- Directed by: Nikolai van der Heyde
- Written by: Nikolai van der Heyde André Kuyten
- Produced by: Henk Bos
- Starring: Barbara Hershey
- Cinematography: Jörgen Persson
- Edited by: August Verschueren
- Music by: Georges Delerue
- Release date: June 1973;
- Running time: 113 minutes
- Countries: Belgium Netherlands
- Languages: English Dutch

= Love Comes Quietly =

1973 film

Love Comes Quietly is a 1973 Belgian-Dutch drama film directed by Nikolai van der Heyde. It was entered into the 23rd Berlin International Film Festival. Barbara Hershey won a gold medal at the Atlanta Film Festival for her role in this film.

==Plot==
An American returns to his native Dutch village and causes a sensation there.

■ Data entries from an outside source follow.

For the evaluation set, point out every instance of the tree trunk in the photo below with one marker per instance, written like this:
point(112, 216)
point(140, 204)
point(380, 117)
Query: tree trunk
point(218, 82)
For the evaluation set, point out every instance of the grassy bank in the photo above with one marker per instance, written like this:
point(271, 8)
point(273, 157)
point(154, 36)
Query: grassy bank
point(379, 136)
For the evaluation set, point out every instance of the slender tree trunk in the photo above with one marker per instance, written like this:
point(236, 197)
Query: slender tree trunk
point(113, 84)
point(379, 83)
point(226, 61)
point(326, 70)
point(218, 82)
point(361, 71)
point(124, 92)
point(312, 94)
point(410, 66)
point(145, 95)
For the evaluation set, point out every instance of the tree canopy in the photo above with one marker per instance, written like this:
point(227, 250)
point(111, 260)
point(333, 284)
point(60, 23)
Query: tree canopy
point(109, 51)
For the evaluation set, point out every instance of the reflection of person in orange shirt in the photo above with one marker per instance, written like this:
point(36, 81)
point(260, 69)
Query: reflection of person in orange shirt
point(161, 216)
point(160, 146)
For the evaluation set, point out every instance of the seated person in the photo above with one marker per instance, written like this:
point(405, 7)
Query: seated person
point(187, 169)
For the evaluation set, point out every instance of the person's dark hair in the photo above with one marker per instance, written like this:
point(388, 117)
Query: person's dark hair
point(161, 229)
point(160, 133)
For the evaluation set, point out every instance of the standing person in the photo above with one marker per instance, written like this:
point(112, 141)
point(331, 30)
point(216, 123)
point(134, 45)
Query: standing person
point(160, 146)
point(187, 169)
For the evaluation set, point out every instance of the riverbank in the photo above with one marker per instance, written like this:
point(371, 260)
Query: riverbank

When his pregnant stepdaughter starts an affair with the son of the local cheese-factory owner, the conservative village starts to despise her.

==Cast==
- Sandy van der Linden - Harm-Wouter
- Barbara Hershey - Angela (as Barbara Seagull)
- Ralph Meeker - Ben Hoeksema
- Ward de Ravet - Menno Dijkstra
- Kitty Janssen - Louise Dijkstra
- Onno Molenkamp - Vicar Dominee de Vries (as Onno Tuinman)
- Frans Mulder - Wiebke
- Fanny Winkler - Geesje
- Hanneke Reijnders - Renske de Vries
- Romain DeConinck - Waard Meindersma
- Hero Muller - Krolse knecht
- Roel Nijboer - Norse boer
- Henk O'Breen - Notabele
- Geert Thijssens - Jensen
- Gietema Ype - Notary

==Production==
When Barbara Hershey agreed to participate in this film, she was six months pregnant and so Nikolai van der Heyde rewrote his screenplay to suit her condition.